Throughout the morning, dozens of employees from the Shelby County Health Department, the Alabama Department of Public Health and several other local and state agencies manned the parking lot as they administered flu immunizations to patients in their cars.
High winds and dark skies didn’t deter the Health Department from immunizing more than 365 patients from about 8-11:15 a.m. Although the clinic was scheduled to last until 6 p.m., inclement weather forced the event to end at 2 p.m.
“We were hoping to do about 1,000 today, but God is in control of the weather,” said Shelby County Health Department Immunization Manager Karen Bush. “But the weather hasn’t been extremely bad or cold today.
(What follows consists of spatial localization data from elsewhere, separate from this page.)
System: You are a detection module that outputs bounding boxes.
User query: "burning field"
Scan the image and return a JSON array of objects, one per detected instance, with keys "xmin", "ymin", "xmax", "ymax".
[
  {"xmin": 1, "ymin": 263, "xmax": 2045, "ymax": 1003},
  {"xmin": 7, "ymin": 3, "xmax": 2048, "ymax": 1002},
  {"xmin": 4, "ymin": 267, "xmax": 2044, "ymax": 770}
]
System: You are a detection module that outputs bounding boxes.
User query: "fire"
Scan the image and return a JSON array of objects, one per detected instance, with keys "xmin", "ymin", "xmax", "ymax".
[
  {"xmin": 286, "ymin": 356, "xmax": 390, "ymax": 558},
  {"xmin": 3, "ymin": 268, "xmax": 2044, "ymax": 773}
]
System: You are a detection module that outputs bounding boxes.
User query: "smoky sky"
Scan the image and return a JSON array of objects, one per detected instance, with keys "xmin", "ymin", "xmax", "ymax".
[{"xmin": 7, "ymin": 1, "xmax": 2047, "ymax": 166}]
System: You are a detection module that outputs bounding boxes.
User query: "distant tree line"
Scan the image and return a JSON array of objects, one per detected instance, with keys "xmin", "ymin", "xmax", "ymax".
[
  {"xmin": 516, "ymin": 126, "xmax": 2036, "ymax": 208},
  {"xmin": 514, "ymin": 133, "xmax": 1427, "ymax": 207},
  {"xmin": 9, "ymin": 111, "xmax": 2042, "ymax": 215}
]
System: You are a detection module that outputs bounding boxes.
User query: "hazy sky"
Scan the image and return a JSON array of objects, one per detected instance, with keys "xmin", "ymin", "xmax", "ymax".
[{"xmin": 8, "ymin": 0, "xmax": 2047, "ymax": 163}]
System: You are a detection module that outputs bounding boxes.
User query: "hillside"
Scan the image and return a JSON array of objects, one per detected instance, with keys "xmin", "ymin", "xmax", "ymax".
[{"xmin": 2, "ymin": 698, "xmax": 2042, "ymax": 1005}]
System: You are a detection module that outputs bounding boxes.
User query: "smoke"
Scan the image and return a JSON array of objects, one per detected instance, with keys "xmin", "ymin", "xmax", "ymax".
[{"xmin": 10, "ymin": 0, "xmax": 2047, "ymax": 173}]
It’s gone extremely well so far.”
The clinic involved Jefferson State Community College, the Pelham Fire and Police departments, the Pelham Civic Complex, the Shelby County Community Management Response Team, the Shelby County Emergency Management Agency, the Shelby County Red Cross, the Verizon Wireless Music Center, Wallace State Community College and several branches of the county’s government.
As motorists entered the parking lot, Health Department representatives gave each car an immunization form, which the patients filled out while waiting in line. At the next station, the Health Department collected and reviewed the information to ensure the patient was able to receive the vaccination. For those who didn’t have an insurance or Medicare or Medicaid card, the department charged $5 for the shot.
“But if a person couldn’t pay, we wouldn’t turn them away,” said Shelby County Health Department Emergency Preparedness Coordinator John Hooper.
At the third stop, Health Department officials administered the flu shots while the patients were still in their cars. The final station allowed the motorists to learn more about the Health Department’s offerings.
The entire process took about six minutes from the time the patients entered the parking lot, Bush said.
“If you actually come to the Health Department, that immunization process can take 30 to 45 minutes at the very least,” Bush said. “It would easily take us weeks to see the number of people we have already seen today.”
The drive-through idea came from similar events hosted by the Calhoun County Health Department, and allowed the participants to conveniently and quickly get their yearly flu shots, Bush said.
“Calhoun County has done it a couple of times, and it worked well for them, so we decided to give it a try,” Bush said. “We haven’t had any traffic jams, and there hasn’t been any major accidents. It’s been going very well.”